Tipton said they didn't start getting any rain to speak of until about late February.
Gregory said he had become accustomed to no water in ponds, so when he started seeing full ponds, they really stood out. He said there are areas where rain has fallen and runoff has filled ponds.
“However most areas of southwest Oklahoma, say along the Red River and the counties nearer the Texas Panhandle, in general have received little rain and virtually no runoff to fill ponds,” he said.
Gregory said the wheat harvest is underway in some areas. This crop has battled challenges including not only drought, but freezes and hail in some areas of the state.
He said there has been little surface moisture to get summer crops planted.
Even in areas that have received rains, Gregory said pasture conditions continue to suffer the effects of last summer.
Goodwell, in the Panhandle, went into Thursday having gone 103 consecutive days with less than a quarter inch of rain on any one day.

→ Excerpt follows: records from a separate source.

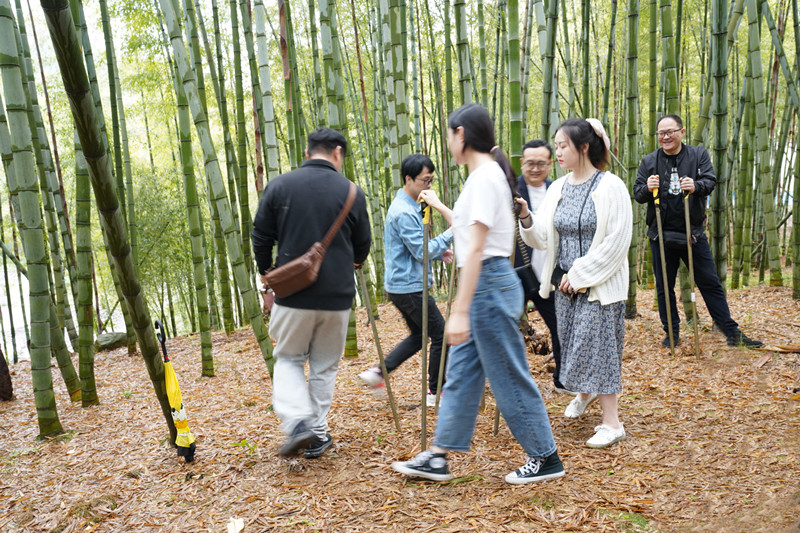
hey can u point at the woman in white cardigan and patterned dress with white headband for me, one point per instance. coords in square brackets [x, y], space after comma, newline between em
[585, 224]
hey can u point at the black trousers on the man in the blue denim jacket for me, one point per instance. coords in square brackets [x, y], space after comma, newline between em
[410, 307]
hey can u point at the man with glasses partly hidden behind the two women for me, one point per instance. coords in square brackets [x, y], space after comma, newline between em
[537, 160]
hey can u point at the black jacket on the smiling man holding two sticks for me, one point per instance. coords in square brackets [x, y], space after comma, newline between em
[692, 161]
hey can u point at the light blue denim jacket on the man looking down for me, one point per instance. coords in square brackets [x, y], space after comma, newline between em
[403, 245]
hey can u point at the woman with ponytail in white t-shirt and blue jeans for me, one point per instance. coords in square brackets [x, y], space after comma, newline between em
[483, 324]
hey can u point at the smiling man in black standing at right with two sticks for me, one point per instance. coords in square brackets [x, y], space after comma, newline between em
[677, 169]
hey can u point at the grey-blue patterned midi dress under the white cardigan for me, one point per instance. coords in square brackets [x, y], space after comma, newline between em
[591, 335]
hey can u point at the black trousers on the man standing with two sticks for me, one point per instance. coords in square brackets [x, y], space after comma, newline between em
[705, 277]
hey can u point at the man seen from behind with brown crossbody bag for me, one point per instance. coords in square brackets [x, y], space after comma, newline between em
[296, 210]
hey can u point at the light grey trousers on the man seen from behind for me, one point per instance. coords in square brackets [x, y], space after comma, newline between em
[314, 336]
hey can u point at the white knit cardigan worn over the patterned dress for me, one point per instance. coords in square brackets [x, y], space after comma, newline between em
[604, 267]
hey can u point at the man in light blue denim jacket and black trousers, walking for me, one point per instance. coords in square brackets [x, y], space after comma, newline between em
[403, 275]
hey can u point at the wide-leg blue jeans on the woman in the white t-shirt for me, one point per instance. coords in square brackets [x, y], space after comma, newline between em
[495, 351]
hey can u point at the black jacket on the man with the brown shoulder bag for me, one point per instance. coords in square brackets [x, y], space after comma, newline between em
[296, 210]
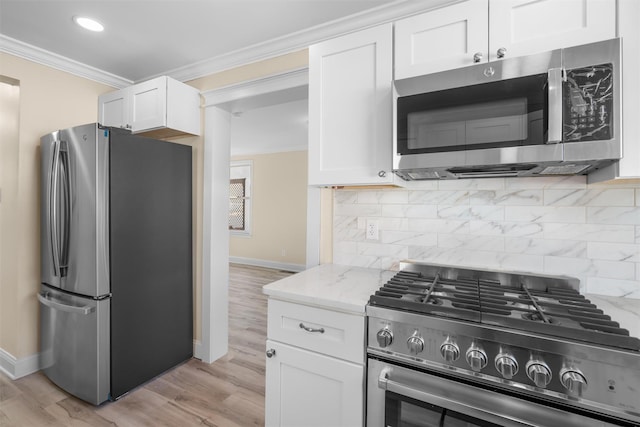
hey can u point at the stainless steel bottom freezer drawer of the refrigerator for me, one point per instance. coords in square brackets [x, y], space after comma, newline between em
[74, 341]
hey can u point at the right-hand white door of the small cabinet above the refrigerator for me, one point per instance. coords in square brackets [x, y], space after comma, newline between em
[149, 105]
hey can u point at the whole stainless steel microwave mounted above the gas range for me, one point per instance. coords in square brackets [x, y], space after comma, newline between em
[553, 113]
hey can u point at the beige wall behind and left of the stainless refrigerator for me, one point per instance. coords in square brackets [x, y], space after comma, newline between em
[49, 100]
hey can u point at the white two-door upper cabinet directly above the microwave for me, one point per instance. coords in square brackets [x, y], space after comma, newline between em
[486, 30]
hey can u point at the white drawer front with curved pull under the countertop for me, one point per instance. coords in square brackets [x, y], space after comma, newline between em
[324, 331]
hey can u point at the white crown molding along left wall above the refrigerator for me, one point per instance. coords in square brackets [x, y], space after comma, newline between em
[59, 62]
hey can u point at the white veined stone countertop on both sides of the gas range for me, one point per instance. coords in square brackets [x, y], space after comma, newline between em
[347, 289]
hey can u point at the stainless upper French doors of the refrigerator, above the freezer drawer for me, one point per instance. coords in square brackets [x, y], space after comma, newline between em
[74, 210]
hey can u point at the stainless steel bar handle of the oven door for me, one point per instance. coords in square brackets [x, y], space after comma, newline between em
[386, 383]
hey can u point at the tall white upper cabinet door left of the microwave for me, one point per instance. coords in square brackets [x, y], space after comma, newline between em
[350, 109]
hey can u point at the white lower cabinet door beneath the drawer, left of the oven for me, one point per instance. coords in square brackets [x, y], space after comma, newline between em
[308, 389]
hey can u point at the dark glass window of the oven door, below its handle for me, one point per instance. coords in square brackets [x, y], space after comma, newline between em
[402, 411]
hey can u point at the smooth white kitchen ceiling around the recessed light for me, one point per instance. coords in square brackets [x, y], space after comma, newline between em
[147, 38]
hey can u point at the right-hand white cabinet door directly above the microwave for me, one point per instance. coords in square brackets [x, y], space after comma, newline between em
[523, 27]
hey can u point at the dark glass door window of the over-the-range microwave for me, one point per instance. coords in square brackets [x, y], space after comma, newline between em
[503, 113]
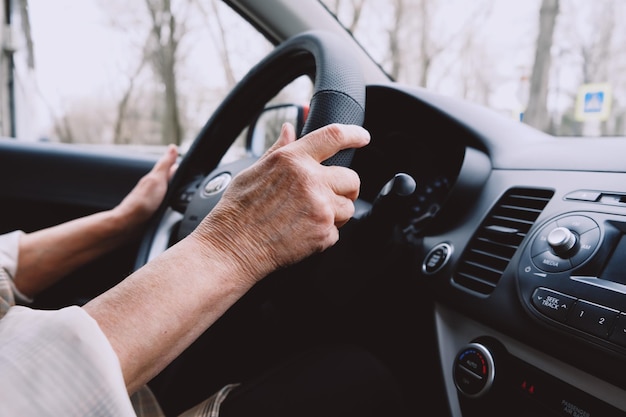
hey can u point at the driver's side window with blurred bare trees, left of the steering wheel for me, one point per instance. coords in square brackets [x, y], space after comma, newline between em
[118, 72]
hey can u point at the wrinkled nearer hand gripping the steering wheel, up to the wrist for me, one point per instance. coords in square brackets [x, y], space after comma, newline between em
[288, 205]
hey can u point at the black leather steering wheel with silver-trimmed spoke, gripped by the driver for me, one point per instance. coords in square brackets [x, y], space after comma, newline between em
[338, 97]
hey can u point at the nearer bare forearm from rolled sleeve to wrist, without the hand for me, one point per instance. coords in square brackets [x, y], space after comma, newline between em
[157, 312]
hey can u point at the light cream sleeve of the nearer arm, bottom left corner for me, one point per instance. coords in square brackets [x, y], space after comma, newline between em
[58, 363]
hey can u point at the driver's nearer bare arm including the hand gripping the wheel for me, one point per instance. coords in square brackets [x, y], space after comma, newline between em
[287, 199]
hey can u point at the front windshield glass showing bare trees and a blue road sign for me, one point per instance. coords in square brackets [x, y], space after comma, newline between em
[556, 65]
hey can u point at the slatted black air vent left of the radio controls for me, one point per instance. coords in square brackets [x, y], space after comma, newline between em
[494, 244]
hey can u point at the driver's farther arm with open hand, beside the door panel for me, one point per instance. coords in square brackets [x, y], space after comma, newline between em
[49, 254]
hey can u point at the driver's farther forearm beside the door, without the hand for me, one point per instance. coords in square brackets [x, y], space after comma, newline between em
[47, 255]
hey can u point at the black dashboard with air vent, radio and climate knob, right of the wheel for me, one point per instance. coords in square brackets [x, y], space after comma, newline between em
[525, 255]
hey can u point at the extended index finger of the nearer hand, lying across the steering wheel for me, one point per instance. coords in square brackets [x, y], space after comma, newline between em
[326, 141]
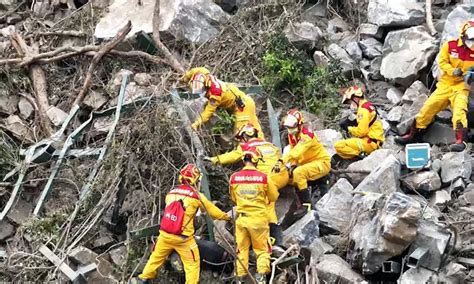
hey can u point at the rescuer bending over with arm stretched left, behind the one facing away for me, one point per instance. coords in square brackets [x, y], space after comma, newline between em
[247, 135]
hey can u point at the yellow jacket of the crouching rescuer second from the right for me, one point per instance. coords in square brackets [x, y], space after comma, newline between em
[368, 124]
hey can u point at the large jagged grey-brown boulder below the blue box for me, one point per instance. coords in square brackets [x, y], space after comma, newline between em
[383, 228]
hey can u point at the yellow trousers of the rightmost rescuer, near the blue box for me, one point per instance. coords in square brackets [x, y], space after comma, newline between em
[445, 95]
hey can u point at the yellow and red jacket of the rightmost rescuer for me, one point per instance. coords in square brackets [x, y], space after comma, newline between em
[454, 54]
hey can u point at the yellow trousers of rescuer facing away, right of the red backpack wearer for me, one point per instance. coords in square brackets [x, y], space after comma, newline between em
[252, 230]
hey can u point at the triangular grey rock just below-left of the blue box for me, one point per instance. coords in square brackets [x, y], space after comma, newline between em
[384, 179]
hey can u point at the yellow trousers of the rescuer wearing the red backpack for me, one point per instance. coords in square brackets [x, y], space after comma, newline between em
[187, 249]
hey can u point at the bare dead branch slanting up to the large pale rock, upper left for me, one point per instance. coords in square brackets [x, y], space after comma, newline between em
[119, 37]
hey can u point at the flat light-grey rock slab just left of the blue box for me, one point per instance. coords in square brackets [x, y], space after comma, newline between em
[368, 164]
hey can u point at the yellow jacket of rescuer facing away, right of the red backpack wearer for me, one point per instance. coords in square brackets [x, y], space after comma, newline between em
[252, 192]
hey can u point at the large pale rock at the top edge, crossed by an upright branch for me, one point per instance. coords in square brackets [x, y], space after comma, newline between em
[190, 20]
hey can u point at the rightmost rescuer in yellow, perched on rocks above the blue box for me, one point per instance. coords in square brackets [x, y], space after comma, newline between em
[456, 57]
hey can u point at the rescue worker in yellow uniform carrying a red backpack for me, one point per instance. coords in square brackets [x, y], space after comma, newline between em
[184, 244]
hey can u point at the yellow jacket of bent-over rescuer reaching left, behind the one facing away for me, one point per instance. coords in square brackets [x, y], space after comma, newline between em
[270, 154]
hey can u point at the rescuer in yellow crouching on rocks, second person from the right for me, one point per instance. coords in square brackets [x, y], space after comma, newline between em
[367, 134]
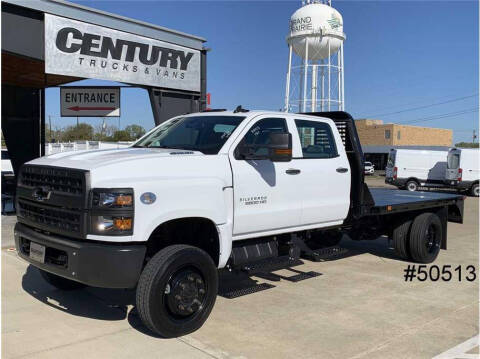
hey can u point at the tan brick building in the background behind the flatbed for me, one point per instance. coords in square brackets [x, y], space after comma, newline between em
[378, 138]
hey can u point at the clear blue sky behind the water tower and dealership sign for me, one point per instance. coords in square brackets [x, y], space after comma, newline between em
[398, 55]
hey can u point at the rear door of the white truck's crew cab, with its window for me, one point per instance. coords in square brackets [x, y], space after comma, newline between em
[324, 180]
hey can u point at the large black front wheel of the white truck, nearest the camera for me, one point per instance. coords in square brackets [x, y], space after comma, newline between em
[169, 302]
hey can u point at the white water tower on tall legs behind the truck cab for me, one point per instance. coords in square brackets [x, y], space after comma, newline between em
[315, 75]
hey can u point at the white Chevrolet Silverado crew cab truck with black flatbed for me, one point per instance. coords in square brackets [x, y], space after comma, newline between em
[212, 190]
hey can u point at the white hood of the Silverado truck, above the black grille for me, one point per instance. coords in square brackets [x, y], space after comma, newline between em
[89, 160]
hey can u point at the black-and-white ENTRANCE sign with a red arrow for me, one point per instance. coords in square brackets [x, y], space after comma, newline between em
[90, 101]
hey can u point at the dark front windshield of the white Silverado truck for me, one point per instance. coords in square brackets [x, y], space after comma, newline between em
[206, 134]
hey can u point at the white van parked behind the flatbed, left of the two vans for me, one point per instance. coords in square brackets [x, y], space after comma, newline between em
[410, 169]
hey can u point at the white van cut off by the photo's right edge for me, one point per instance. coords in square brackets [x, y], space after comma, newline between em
[463, 169]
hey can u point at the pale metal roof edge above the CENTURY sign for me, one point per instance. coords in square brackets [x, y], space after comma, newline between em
[113, 21]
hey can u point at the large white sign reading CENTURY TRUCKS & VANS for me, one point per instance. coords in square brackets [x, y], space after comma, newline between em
[80, 49]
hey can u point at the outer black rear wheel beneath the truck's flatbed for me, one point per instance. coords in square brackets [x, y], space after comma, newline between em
[425, 238]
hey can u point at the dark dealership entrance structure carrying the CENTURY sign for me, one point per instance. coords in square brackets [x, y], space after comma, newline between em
[49, 43]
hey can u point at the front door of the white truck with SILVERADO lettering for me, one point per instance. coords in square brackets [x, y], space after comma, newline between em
[265, 194]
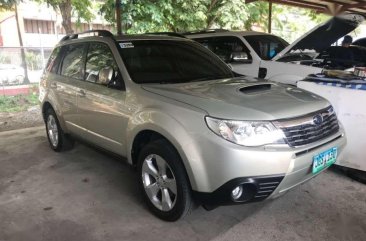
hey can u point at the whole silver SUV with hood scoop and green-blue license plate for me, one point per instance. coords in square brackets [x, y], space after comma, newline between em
[193, 130]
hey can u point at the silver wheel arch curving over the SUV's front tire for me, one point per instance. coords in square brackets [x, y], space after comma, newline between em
[155, 124]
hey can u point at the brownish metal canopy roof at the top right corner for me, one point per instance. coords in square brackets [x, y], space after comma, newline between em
[332, 7]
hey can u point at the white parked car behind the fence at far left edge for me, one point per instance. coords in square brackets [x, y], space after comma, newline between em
[11, 74]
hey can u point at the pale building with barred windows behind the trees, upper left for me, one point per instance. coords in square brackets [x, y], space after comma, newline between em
[40, 26]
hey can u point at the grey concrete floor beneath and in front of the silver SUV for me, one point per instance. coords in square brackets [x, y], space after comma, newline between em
[87, 195]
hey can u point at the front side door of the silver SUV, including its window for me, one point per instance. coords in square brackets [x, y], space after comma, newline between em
[101, 103]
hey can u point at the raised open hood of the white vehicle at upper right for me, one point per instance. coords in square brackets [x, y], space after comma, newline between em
[325, 34]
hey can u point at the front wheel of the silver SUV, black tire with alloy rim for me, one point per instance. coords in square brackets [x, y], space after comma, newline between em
[163, 181]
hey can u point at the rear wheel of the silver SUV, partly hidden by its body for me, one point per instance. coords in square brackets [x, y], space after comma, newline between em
[57, 139]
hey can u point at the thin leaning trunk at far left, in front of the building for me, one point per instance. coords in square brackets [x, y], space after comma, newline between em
[12, 5]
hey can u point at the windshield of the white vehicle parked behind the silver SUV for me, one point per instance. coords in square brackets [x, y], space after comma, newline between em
[266, 46]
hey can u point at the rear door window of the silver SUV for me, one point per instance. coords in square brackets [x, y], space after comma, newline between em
[73, 62]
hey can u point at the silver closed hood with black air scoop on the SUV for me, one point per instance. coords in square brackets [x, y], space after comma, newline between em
[242, 99]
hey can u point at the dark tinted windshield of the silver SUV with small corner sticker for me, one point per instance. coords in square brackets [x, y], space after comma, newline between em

That Mesonet site had recorded 0.43 inches in the last 30 days.
And in western Oklahoma, the Mesonet station at Cheyenne had received 0.77 inches in that 30-day span.
Gregory said if the drought in southwestern Oklahoma continues, this summer will mark the third dry summer in a row, and two of the last three winters have been dry. He added that “subtle drought may have started as early as 2007.”
Now Gregory and Tipton wonder what is ahead.
As Tipton said, “Who knows what the summer holds?”